Movies: Director Mike Nichols wishes 'Anonymous' had remained so. Still, he's looking for a cast and financing.

July 19, 1996|ELAINE DUTKA | TIMES STAFF WRITER

Since Nichols took the risky--and highly unusual--step of buying the rights himself, however, no studio is yet involved. By summer's end, however, he has to decide who will finance the shoot that he hopes will begin in January. His alternatives: going with any of a host of interested studios (all but one have expressed interest, he said) or financing the movie in Europe or Asia and selecting a U.S. distributor down the road.

"If I financed it abroad, I'd own the movie but be involved in a huge Monopoly game during the shoot, lining up nine countries for the production, then two more for prints and advertising," Nichols said. "Besides, there's something cleaner and simpler about the guys you know. If MGM/UA hadn't just been sold, I'd go with my old friend [United Artists chief] John Calley, a guy who knows what's his job and what's yours. But it will take some time before we see where everyone lands."
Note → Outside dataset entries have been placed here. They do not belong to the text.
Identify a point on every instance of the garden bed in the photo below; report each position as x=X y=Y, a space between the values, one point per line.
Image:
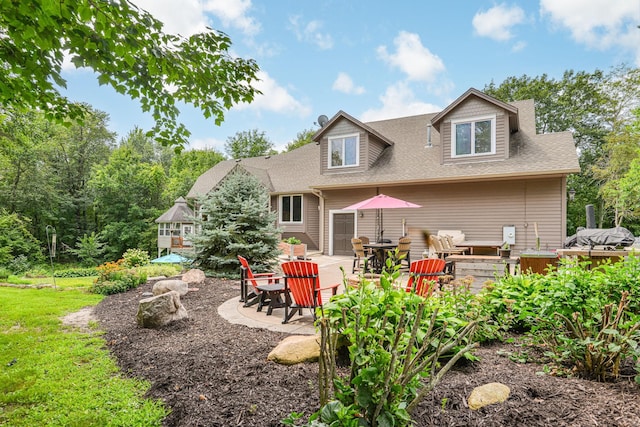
x=212 y=373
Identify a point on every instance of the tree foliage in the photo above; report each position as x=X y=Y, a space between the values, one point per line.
x=251 y=143
x=236 y=220
x=128 y=198
x=128 y=50
x=595 y=107
x=185 y=169
x=16 y=240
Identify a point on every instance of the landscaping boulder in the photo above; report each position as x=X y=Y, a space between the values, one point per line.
x=488 y=394
x=164 y=286
x=159 y=310
x=193 y=277
x=296 y=349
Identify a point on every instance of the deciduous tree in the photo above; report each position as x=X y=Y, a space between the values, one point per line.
x=128 y=50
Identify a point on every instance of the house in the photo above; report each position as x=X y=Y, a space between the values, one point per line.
x=476 y=166
x=174 y=227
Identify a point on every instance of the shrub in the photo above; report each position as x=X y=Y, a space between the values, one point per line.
x=587 y=318
x=135 y=258
x=19 y=264
x=398 y=343
x=76 y=272
x=113 y=278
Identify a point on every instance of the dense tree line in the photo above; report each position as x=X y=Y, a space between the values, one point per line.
x=601 y=109
x=80 y=181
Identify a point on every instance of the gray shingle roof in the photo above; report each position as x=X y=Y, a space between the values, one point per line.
x=179 y=212
x=408 y=160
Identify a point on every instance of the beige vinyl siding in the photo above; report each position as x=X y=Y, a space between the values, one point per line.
x=478 y=209
x=471 y=108
x=312 y=219
x=341 y=128
x=338 y=200
x=374 y=148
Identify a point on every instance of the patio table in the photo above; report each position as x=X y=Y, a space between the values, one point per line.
x=482 y=247
x=380 y=249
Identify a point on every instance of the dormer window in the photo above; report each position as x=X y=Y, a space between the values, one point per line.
x=473 y=137
x=343 y=151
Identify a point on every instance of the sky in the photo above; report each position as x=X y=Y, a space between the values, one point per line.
x=376 y=59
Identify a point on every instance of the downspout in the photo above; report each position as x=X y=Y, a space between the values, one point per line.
x=318 y=193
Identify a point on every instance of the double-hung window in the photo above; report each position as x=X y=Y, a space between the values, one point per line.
x=291 y=209
x=343 y=151
x=473 y=137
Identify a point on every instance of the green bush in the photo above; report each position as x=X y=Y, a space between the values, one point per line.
x=76 y=272
x=113 y=278
x=400 y=345
x=587 y=318
x=135 y=258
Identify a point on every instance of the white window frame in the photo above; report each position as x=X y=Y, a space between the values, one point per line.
x=344 y=138
x=280 y=210
x=473 y=121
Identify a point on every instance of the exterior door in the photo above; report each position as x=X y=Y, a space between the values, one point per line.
x=343 y=229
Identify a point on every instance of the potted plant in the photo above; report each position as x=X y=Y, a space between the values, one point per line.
x=505 y=251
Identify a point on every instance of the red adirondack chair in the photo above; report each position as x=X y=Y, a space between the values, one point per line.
x=423 y=275
x=249 y=283
x=302 y=288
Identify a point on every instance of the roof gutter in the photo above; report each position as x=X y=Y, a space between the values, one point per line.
x=321 y=217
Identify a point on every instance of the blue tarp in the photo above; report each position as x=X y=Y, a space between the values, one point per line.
x=171 y=259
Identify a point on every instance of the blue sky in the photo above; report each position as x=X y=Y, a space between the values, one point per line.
x=377 y=59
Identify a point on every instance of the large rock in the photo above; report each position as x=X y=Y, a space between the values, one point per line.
x=164 y=286
x=488 y=394
x=194 y=277
x=159 y=310
x=296 y=349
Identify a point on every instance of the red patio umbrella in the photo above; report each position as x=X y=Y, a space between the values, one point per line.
x=381 y=202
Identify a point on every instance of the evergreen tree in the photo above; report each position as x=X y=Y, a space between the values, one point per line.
x=236 y=220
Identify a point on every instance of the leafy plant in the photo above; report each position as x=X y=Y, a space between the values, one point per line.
x=135 y=258
x=114 y=278
x=595 y=348
x=89 y=249
x=398 y=343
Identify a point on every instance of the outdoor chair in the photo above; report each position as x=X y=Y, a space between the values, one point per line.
x=424 y=274
x=403 y=254
x=302 y=288
x=362 y=260
x=258 y=288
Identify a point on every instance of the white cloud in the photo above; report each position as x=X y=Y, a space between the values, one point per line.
x=398 y=101
x=186 y=20
x=234 y=13
x=190 y=16
x=412 y=58
x=206 y=143
x=344 y=83
x=274 y=98
x=600 y=24
x=311 y=33
x=497 y=22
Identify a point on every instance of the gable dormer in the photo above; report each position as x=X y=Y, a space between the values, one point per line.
x=476 y=127
x=347 y=145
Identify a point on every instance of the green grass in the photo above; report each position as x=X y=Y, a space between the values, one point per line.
x=57 y=376
x=61 y=282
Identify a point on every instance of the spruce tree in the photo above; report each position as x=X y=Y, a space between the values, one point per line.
x=236 y=220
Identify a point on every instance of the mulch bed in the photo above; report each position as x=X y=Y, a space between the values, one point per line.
x=213 y=373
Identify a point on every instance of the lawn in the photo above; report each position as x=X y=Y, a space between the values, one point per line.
x=57 y=376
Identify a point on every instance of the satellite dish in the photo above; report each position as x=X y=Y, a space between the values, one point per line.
x=322 y=120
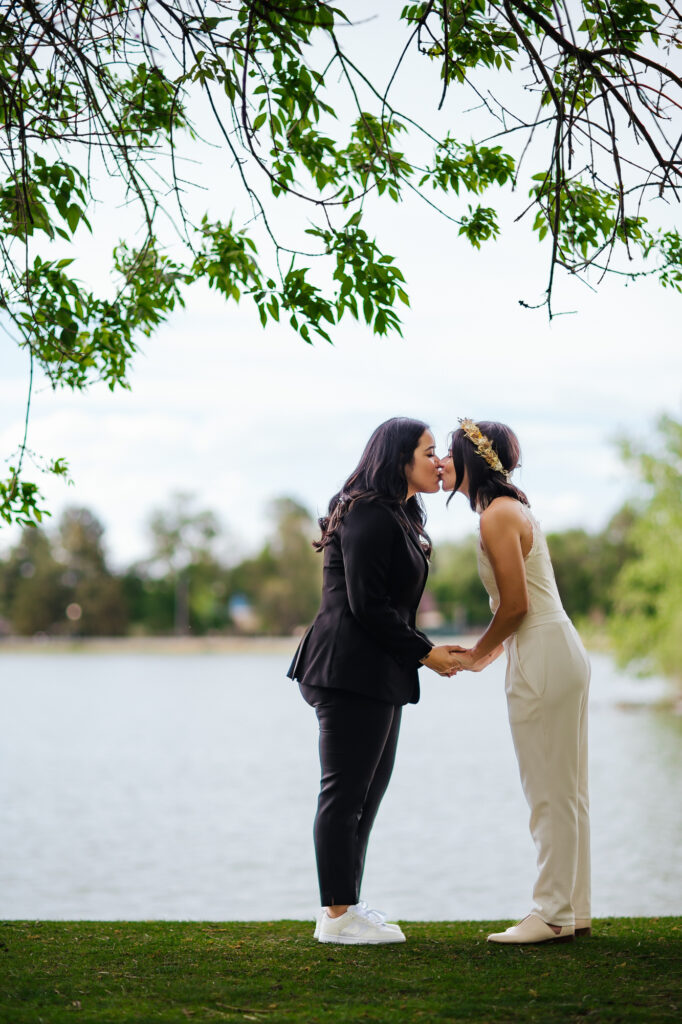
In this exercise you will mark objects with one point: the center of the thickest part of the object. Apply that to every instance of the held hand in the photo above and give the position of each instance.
(441, 659)
(467, 662)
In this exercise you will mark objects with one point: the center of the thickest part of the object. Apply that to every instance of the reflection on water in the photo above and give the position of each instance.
(152, 785)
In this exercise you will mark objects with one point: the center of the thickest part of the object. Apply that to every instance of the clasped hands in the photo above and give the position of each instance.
(448, 660)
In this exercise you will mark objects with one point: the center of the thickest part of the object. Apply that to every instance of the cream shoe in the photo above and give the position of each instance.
(533, 929)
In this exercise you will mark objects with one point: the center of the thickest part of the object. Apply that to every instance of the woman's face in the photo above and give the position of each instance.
(423, 473)
(449, 475)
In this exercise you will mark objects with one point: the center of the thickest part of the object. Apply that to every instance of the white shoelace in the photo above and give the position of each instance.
(376, 916)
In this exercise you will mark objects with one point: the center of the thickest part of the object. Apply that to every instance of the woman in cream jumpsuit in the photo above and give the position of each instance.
(547, 679)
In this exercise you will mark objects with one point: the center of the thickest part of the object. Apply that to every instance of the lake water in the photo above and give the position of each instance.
(182, 785)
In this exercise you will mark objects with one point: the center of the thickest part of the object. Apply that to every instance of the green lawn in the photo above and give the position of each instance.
(50, 972)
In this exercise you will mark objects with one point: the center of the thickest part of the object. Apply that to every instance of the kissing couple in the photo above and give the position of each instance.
(357, 666)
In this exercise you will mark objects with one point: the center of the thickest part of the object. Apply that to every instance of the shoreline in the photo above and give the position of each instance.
(166, 644)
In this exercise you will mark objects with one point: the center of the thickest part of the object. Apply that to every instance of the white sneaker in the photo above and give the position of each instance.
(364, 908)
(357, 927)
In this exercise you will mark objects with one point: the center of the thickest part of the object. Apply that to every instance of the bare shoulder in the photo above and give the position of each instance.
(503, 515)
(503, 510)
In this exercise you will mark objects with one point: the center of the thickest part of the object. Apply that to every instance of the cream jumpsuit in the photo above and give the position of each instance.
(547, 683)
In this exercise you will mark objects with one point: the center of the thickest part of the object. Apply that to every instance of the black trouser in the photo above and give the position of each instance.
(357, 741)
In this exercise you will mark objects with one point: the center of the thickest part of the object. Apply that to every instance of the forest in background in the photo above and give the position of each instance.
(625, 580)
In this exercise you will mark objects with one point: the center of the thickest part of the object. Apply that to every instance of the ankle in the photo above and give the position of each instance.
(338, 909)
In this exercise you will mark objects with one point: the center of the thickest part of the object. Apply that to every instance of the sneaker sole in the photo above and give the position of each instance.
(357, 940)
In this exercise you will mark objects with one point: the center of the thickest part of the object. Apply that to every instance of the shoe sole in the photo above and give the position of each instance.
(537, 942)
(352, 940)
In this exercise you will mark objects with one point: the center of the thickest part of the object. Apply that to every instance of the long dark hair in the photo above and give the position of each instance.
(486, 483)
(380, 476)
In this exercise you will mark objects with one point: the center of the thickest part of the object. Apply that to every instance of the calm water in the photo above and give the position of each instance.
(183, 786)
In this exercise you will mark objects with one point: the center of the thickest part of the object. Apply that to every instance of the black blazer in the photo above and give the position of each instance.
(364, 637)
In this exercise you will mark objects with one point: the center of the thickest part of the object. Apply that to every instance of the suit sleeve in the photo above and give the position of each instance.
(368, 543)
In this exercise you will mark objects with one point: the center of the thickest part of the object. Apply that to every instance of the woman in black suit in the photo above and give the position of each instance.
(358, 662)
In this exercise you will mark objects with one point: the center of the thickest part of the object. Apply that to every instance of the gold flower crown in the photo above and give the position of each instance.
(483, 446)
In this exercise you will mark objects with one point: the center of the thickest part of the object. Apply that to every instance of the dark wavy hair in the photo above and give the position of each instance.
(380, 476)
(486, 483)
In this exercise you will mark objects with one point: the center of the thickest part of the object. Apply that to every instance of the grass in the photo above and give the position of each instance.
(176, 972)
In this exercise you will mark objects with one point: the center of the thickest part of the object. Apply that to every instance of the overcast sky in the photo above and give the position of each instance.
(238, 416)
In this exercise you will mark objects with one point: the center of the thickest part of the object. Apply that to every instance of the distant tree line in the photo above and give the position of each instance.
(58, 583)
(627, 578)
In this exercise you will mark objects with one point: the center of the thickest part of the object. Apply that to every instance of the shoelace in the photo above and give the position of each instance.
(376, 916)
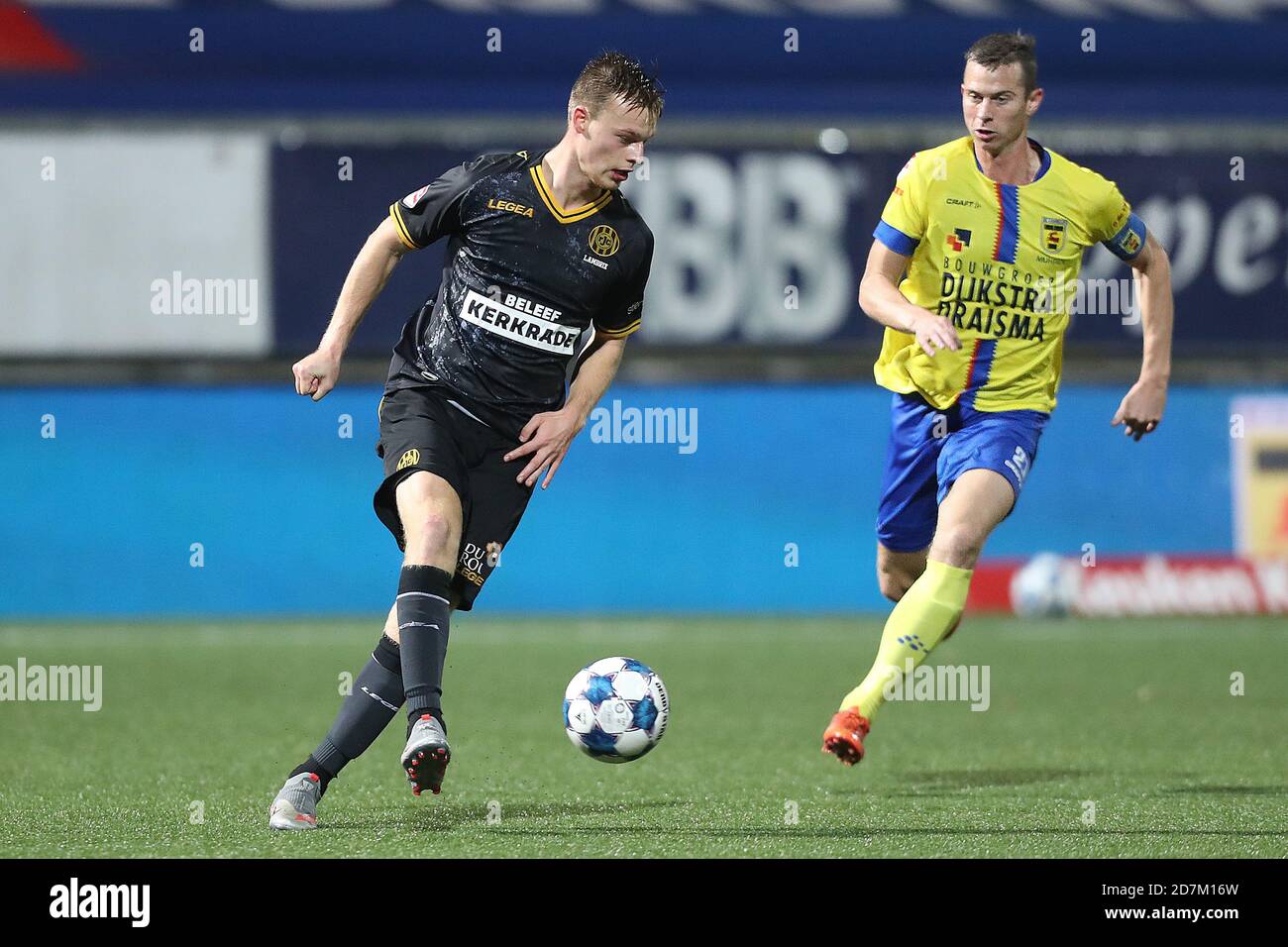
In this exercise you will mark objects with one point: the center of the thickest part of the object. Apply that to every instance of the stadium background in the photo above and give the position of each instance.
(159, 464)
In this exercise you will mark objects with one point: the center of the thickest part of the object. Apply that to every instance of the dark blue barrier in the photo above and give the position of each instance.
(101, 519)
(417, 56)
(1227, 234)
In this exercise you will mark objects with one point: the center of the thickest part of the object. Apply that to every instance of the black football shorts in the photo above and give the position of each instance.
(419, 431)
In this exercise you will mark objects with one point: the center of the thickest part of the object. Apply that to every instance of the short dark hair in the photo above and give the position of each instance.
(1001, 50)
(610, 75)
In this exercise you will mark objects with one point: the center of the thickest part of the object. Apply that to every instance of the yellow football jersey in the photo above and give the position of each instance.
(1001, 262)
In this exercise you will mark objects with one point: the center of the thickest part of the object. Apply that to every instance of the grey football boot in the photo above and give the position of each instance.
(426, 755)
(296, 802)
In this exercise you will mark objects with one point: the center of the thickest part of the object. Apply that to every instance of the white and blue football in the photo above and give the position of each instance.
(616, 709)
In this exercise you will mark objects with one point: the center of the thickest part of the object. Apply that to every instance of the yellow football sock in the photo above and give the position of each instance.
(919, 620)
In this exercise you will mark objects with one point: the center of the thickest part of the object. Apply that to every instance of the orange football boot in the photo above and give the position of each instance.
(844, 736)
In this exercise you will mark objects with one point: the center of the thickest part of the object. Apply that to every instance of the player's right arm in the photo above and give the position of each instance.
(316, 373)
(902, 226)
(415, 222)
(880, 298)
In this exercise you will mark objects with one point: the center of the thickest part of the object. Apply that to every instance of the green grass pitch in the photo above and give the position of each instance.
(1134, 716)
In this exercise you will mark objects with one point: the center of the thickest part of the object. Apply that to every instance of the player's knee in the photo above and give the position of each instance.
(894, 582)
(429, 534)
(391, 625)
(958, 545)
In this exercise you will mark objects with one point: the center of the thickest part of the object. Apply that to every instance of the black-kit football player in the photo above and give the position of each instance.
(493, 376)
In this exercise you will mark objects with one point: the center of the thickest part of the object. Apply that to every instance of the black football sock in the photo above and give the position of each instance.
(424, 608)
(364, 715)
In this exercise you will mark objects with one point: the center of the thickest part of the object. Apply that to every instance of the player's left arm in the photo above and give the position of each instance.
(548, 436)
(1141, 407)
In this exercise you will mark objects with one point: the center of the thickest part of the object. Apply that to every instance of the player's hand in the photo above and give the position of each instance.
(935, 333)
(1141, 407)
(316, 373)
(546, 438)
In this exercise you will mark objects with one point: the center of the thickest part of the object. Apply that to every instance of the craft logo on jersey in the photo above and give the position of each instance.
(413, 197)
(493, 204)
(1052, 234)
(604, 240)
(1129, 243)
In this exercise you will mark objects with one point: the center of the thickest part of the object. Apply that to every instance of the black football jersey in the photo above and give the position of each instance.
(526, 286)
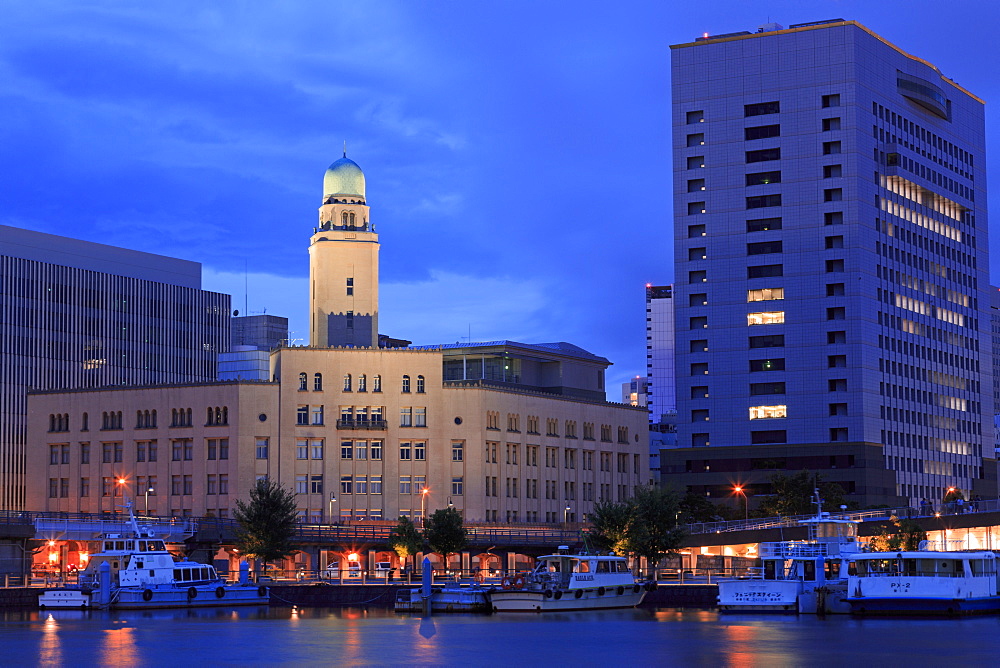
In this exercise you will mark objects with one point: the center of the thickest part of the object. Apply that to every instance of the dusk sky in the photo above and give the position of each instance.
(517, 154)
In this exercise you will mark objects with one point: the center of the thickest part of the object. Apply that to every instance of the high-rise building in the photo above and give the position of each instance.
(662, 383)
(343, 263)
(77, 314)
(832, 270)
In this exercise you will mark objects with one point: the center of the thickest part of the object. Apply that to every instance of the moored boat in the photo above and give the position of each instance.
(798, 576)
(563, 582)
(925, 582)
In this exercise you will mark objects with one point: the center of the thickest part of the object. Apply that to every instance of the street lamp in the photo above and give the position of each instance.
(746, 502)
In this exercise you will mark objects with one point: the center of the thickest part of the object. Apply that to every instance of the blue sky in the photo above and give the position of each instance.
(517, 153)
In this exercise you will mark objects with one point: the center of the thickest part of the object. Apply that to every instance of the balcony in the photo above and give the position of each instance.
(362, 424)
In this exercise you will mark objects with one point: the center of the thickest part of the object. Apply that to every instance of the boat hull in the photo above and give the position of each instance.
(537, 600)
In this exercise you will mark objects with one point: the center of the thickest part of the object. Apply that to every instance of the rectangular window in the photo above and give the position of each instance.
(764, 247)
(761, 108)
(761, 132)
(757, 389)
(765, 294)
(762, 201)
(772, 364)
(763, 155)
(765, 271)
(768, 341)
(763, 178)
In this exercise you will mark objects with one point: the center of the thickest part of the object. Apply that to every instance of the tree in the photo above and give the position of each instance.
(405, 539)
(444, 532)
(907, 536)
(645, 525)
(266, 524)
(793, 495)
(653, 532)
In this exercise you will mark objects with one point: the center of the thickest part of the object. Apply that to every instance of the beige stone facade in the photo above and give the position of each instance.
(356, 434)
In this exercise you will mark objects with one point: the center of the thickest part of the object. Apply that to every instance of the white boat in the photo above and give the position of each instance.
(799, 576)
(136, 571)
(925, 582)
(563, 582)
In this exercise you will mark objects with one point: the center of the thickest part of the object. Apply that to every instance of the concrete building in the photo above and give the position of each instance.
(80, 314)
(832, 267)
(503, 431)
(660, 344)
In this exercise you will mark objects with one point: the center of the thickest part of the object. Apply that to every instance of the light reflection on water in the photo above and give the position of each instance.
(353, 636)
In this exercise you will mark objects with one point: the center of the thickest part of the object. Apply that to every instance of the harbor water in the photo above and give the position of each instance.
(349, 637)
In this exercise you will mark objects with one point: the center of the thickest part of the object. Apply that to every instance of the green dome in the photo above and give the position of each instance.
(344, 177)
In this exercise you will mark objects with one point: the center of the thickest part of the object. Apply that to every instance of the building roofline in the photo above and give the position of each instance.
(834, 24)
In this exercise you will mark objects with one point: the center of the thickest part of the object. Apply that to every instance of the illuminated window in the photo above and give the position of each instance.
(764, 412)
(766, 318)
(765, 294)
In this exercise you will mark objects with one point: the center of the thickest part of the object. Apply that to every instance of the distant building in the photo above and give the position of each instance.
(832, 267)
(81, 314)
(503, 431)
(662, 380)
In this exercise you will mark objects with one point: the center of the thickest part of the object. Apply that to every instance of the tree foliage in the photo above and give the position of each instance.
(445, 533)
(266, 523)
(645, 525)
(405, 539)
(907, 536)
(793, 495)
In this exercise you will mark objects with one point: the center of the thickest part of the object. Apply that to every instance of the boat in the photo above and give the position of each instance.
(564, 582)
(925, 582)
(135, 571)
(451, 597)
(799, 576)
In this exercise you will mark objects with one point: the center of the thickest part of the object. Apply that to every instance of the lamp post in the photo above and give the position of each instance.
(738, 489)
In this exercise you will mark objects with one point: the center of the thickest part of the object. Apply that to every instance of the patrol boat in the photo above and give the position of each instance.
(563, 582)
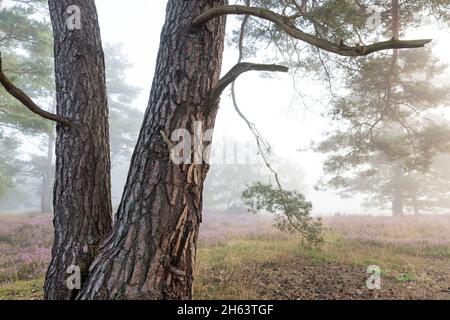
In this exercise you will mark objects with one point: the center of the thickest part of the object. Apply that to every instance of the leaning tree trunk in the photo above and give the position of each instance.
(151, 252)
(47, 177)
(49, 170)
(82, 195)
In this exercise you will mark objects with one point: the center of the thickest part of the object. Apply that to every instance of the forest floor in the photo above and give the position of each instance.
(244, 257)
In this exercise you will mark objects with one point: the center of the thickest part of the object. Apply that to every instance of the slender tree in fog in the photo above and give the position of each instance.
(150, 251)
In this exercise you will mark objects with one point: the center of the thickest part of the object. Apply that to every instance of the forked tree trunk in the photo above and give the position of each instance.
(49, 171)
(82, 195)
(398, 196)
(151, 252)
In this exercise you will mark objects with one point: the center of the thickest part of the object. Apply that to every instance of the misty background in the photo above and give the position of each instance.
(289, 111)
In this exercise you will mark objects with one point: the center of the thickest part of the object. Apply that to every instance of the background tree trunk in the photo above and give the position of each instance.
(151, 252)
(82, 195)
(398, 201)
(47, 178)
(49, 173)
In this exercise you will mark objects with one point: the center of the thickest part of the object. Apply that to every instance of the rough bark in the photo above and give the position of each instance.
(398, 197)
(82, 196)
(151, 252)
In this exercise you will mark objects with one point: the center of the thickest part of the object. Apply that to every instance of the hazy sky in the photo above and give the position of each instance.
(286, 123)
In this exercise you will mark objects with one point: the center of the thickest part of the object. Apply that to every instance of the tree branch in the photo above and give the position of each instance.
(239, 69)
(26, 101)
(286, 24)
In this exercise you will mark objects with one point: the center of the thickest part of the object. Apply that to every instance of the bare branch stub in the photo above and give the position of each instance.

For all the hassles Hollywood can pose, Winkler maintained, it's the better alternative by far. "I've made about 40 movies, 38 of them financed by majors," he said. "If you think the studios are tough, you should see the guy buying video rights for Bangkok giving you notes on the script . . . not to mention eunuchs advising you on casting."

During his phone conversation with Klein, Nichols discussed the "technical" end--among other things, how to cut the plot so the movie doesn't rival "The Sorrow and the Pity" in length. Deleting some of the prominent politicos shouldn't pose problems, the director said, since the tale isn't tied to the current political scene.

"Even if Clinton isn't reelected, you have the story of a man continually endangered by feet--if not other organs--of clay, someone managing to battle on because he wants something honorable to get done," Nichols said. "That's a good story for us at this minute. If a politician does something against the American canon, everyone knows about it six hours later. And, in the absence of heroes such as FDR or Jefferson, we have to move forward with what we've got."